Reflecting on my career in business I have realized there are a few key ingredients to any successful business whether we are talking about restaurants or any other industry. A few of these key ingredients for success include:
- The founder must have a passion for the business. In the restaurant industry, you must be passionate about the food you are producing. This will lead you to always do the right thing, and that passion, will transfer to others and they will in turn pass it on.
- Perseverance – business in tough. You have to be able to weather the ups and downs and continue on because you believe in the business, the product/service and yourself.
- Attention to detail. When something is out of place or not right, it should bother the owner such that they think far ahead to try to avoid things going wrong. Anticipate. They should put themselves in the customer’s shoes and make sure that every aspect of the experience is such that the customer has as perfect an experience as possible.
- Not being comfortable and maintaining a certain sense of “paranoia”. For example, if you are constantly worried about your competitors, you will constantly innovate your product to stay one step ahead.

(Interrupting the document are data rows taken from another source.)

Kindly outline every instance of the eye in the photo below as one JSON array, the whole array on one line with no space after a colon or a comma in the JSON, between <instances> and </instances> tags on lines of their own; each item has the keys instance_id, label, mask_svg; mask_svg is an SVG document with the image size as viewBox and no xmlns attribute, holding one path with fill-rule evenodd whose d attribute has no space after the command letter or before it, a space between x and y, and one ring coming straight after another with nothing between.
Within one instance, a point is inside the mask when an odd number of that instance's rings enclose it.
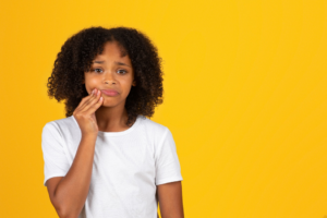
<instances>
[{"instance_id":1,"label":"eye","mask_svg":"<svg viewBox=\"0 0 327 218\"><path fill-rule=\"evenodd\" d=\"M99 73L97 70L101 71L101 69L93 69L92 71L95 71L96 73Z\"/></svg>"},{"instance_id":2,"label":"eye","mask_svg":"<svg viewBox=\"0 0 327 218\"><path fill-rule=\"evenodd\" d=\"M125 70L118 70L118 72L123 72L123 73L120 73L120 74L125 74L126 73L126 71Z\"/></svg>"}]
</instances>

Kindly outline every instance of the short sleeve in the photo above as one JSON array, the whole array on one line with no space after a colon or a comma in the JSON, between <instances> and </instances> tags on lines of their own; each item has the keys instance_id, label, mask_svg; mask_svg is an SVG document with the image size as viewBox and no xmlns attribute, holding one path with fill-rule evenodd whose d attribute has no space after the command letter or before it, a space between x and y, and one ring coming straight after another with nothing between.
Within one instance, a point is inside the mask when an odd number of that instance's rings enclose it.
<instances>
[{"instance_id":1,"label":"short sleeve","mask_svg":"<svg viewBox=\"0 0 327 218\"><path fill-rule=\"evenodd\" d=\"M174 140L168 128L155 153L155 162L156 185L183 180Z\"/></svg>"},{"instance_id":2,"label":"short sleeve","mask_svg":"<svg viewBox=\"0 0 327 218\"><path fill-rule=\"evenodd\" d=\"M49 122L43 129L41 149L44 154L44 185L48 179L64 177L70 169L70 164L64 153L64 142L56 123Z\"/></svg>"}]
</instances>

Aside from the above, there are things like having a great story. Once all things are in place, then the probability of success is increased.
While researching places to have sushi in London, Kiku seemed to check a lot of the boxes above based on their website. For example, STORY: it claims to be the oldest family-run Japanese in London, having been established in 1978. PASSION: the website claimed to hand-pick quality ingredients daily with chefs traditionally trained in Japan. I love eating at places with a great story.
Based on the research and reviews, I decided to give it a try. Upon entry the place seemed to be traditional Japanese:
There were various menus which had some red flags for me for a Japanese restaurant. First, the menu was huge and lacked focus on a particular aspect of Japanese cuisine. Next, they had non-traditional items on the menu, or what I like to call “funny rolls”. All of this is fine, but it needs to be consistent with the image a restaurant is trying to project. If a restaurant says they are a traditional place, then the experience, food, etc, should reflect that. Here was part of the sushi menu.
Service was another issue. We were not offered water or tea for a long time after being seated and only when we asked for it. The tea was not very good and definitely not a quality green tea. The first dish we got was the tempura which was very doughy.
The rest of the dishes were just average.
For the sushi, the ratio of rice to fish was off (too much rice). While the food was not bad, it was not great for the price. Usually, I dont mention prices in my blog unless something is way off. I believe you can have an amazing Michelin starred meal worth every penny, and you can also have an amazing fast food meal for very little money. What is consistent between the two is that the prices match the experience and the restaurants dont try to be something they are not.
Where things go wrong is in the middle or with places that project one image, and then don’t deliver. This is one such place. What I believe has happened is that they have lost passion for what they are doing and got too comfortable (40 year history etc).
For example, a passionate sushi restaurant will proudly tell you on the menu where each piece of seafood comes from whether its Santa Barbara uni or Hokkaido scallops. Especially at this prices point (the above menu is in British Pounds). This passion is missing here.
Overall, the service and food were not great. I would not return.